33. Louis Williams, Atlanta Hawks

Stats: 10.4 PPG, 2.1 RPG, 3.5 APG

Williams is probably reaching the end of his career after having trouble scoring last year. Injuries have always been a problem for Williams, who missed 22 games last year. He still averaged double digit PPG, but his scoring dropped for the second year in a row. He’s a pretty solid backup still, and will find himself playing for the Raptors next year, but with starter DeMar DeRozan getting so many minutes, it will be interesting to see exactly how he is used there.

32. Jordan Crawford, Boston Celtics/Golden State Warriors

Stats: 11.0 PPG, 2.3 RPG, 3.5 APG

Crawford has already played for four different teams in his four years in the league, showing two very different sides of himself. One side is a scoring machine that involves taking tons of shots (and, in the process, missing a lot as well). The other side is a mediocre head-scratcher, missing tons of shots and not producing much more on the stat sheet. There doesn’t seem to be much correlation as to which side will show up, but if he ends up on your team, know this: it will take him way more shots than you want to get the amount of points you want.

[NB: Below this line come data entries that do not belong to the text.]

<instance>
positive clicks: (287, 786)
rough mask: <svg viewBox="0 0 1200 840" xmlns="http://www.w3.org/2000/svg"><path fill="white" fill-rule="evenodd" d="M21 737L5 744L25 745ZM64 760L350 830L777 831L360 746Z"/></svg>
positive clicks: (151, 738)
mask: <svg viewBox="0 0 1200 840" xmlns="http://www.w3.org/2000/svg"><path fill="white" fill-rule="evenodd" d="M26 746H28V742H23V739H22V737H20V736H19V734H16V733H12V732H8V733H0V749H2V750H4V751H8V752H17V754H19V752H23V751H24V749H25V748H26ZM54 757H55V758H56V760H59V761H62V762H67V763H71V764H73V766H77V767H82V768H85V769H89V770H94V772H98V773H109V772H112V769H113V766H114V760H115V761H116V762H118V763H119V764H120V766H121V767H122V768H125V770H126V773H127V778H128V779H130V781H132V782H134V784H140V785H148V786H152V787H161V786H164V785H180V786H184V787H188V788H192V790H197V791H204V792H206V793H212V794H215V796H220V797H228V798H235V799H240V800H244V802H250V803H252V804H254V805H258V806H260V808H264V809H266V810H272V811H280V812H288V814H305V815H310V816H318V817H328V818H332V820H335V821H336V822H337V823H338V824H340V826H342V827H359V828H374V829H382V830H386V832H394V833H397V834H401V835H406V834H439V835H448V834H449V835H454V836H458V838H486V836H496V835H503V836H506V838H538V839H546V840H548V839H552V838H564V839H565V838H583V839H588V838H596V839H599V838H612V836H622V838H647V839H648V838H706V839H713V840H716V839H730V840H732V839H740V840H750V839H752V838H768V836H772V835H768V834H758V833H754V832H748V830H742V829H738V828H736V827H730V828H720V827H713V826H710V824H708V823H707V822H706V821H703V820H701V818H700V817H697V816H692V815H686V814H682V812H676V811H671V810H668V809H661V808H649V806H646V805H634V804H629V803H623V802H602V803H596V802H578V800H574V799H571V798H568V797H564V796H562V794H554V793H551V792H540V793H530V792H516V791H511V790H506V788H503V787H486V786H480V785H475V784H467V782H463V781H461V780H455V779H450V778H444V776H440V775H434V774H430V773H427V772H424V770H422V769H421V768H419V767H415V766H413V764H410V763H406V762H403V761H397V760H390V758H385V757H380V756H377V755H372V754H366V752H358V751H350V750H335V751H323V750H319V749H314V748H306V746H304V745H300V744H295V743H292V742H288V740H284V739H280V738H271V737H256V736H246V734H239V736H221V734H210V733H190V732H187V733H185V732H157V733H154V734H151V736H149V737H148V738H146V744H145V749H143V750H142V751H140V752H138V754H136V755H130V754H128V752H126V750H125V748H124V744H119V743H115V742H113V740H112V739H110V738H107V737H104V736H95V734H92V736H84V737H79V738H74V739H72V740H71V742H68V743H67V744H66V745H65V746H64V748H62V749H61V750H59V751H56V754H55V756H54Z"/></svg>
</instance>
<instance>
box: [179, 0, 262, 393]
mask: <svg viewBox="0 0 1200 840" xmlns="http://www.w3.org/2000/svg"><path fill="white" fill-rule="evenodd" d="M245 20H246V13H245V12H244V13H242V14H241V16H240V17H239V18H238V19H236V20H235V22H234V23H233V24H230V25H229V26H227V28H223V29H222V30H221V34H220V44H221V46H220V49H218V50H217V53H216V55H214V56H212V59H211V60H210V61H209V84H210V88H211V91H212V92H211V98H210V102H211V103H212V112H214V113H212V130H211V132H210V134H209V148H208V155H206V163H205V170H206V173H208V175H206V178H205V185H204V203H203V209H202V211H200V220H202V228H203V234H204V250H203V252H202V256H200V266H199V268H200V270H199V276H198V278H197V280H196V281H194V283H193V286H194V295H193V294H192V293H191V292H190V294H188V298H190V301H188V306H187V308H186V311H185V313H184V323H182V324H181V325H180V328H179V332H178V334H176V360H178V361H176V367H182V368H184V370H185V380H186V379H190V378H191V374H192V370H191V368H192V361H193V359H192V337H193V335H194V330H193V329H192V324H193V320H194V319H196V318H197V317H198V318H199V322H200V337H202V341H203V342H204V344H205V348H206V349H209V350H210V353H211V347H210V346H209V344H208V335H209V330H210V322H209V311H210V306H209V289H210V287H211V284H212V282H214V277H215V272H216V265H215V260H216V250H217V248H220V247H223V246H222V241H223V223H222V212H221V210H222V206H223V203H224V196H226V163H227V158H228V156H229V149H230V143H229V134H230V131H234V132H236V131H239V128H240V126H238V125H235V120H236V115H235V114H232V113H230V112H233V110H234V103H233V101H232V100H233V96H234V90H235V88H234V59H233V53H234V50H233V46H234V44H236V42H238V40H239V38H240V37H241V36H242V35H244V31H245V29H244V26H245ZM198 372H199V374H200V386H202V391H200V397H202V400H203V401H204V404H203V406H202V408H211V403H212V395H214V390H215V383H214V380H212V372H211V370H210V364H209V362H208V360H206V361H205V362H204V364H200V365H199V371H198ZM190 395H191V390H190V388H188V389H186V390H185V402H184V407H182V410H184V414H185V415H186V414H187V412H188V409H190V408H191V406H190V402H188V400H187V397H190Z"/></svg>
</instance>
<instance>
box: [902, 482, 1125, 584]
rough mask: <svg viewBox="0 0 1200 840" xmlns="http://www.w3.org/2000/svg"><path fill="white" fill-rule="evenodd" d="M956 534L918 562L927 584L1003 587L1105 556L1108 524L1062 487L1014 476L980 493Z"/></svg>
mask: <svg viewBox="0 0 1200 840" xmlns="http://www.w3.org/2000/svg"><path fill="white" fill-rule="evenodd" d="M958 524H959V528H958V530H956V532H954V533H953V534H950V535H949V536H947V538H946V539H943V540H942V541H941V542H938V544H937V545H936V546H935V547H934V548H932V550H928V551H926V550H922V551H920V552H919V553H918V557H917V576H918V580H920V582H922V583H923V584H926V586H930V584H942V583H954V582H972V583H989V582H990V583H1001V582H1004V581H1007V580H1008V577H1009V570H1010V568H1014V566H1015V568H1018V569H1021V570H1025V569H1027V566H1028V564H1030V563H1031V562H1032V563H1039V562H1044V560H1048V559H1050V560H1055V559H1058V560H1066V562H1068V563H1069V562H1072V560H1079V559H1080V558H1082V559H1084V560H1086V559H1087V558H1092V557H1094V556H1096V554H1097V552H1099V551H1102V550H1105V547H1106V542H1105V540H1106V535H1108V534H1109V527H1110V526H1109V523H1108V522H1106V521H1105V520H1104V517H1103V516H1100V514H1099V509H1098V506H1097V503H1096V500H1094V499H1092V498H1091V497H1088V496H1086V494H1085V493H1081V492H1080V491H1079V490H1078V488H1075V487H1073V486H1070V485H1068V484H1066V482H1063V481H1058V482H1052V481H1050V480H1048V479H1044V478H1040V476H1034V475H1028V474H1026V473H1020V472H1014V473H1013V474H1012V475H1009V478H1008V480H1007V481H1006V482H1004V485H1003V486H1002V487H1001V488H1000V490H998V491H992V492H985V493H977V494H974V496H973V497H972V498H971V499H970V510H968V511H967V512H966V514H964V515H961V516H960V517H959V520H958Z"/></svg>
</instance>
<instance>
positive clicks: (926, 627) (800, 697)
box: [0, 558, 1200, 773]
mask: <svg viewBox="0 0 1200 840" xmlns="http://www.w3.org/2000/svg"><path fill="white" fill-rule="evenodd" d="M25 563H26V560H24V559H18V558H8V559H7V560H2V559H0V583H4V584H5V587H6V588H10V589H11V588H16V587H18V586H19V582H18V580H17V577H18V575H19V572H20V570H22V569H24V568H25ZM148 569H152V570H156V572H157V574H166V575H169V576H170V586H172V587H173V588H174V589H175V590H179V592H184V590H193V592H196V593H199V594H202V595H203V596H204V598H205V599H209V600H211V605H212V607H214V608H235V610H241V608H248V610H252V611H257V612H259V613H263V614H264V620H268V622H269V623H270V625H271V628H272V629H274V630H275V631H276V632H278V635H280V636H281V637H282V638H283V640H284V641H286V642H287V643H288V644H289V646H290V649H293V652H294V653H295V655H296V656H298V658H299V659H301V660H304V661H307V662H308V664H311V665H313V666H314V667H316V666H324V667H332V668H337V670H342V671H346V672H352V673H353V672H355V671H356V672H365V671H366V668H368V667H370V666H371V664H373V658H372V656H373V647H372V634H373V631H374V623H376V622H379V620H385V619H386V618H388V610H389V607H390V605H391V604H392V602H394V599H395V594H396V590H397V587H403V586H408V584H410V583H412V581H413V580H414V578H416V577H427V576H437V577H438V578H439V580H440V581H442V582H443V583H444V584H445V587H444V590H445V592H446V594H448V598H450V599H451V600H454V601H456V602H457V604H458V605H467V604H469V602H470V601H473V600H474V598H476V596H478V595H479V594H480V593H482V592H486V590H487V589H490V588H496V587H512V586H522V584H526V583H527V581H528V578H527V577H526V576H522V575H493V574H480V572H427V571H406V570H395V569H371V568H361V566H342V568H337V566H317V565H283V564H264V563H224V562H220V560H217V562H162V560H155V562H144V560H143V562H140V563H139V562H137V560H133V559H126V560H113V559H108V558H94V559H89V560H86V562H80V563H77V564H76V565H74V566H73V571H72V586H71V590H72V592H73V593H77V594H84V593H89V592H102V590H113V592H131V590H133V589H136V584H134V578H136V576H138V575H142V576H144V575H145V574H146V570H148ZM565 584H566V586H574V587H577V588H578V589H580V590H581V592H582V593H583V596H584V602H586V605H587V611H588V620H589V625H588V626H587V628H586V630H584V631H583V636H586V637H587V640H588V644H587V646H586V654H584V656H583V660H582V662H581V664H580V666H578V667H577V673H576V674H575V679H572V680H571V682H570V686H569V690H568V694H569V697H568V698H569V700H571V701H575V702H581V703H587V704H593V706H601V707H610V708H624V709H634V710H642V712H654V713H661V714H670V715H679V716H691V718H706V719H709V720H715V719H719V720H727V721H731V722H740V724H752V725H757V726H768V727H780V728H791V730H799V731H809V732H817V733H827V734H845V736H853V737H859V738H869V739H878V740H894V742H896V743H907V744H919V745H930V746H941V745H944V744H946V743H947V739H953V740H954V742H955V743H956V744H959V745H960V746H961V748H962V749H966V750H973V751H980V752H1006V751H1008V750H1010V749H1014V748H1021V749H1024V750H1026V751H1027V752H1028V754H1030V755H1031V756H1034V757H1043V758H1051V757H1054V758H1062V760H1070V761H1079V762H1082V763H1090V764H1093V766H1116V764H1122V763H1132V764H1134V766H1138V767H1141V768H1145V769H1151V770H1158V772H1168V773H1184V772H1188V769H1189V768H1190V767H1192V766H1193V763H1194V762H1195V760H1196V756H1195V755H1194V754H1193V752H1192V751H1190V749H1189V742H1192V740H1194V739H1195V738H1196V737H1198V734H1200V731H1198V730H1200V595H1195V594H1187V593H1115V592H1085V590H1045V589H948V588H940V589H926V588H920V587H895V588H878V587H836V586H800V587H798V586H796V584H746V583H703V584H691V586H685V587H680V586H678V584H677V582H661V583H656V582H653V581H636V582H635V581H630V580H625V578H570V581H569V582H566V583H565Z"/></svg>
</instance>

31. Marco Belinelli, San Antonio Spurs

Stats: 11.4 PPG, 2.8 RPG, 2.2 APG

Belinelli surprisingly played very well for the eventual NBA Champions last year, contributing as one of their most important bench players in a crowded SG position. Battling with Green and Ginobli for minutes, he still managed to get 25.2 of them a game and 80 games total. If he was needed to start, he often exploded, acting as if he were one of the best guards in the league. He is a valuable player to have on a team, and his skill set seemed to mesh well with the system of the Spurs. Unfortunately, he didn’t play much in the postseason, averaging only 15.5 MPG and much less across the stat sheet.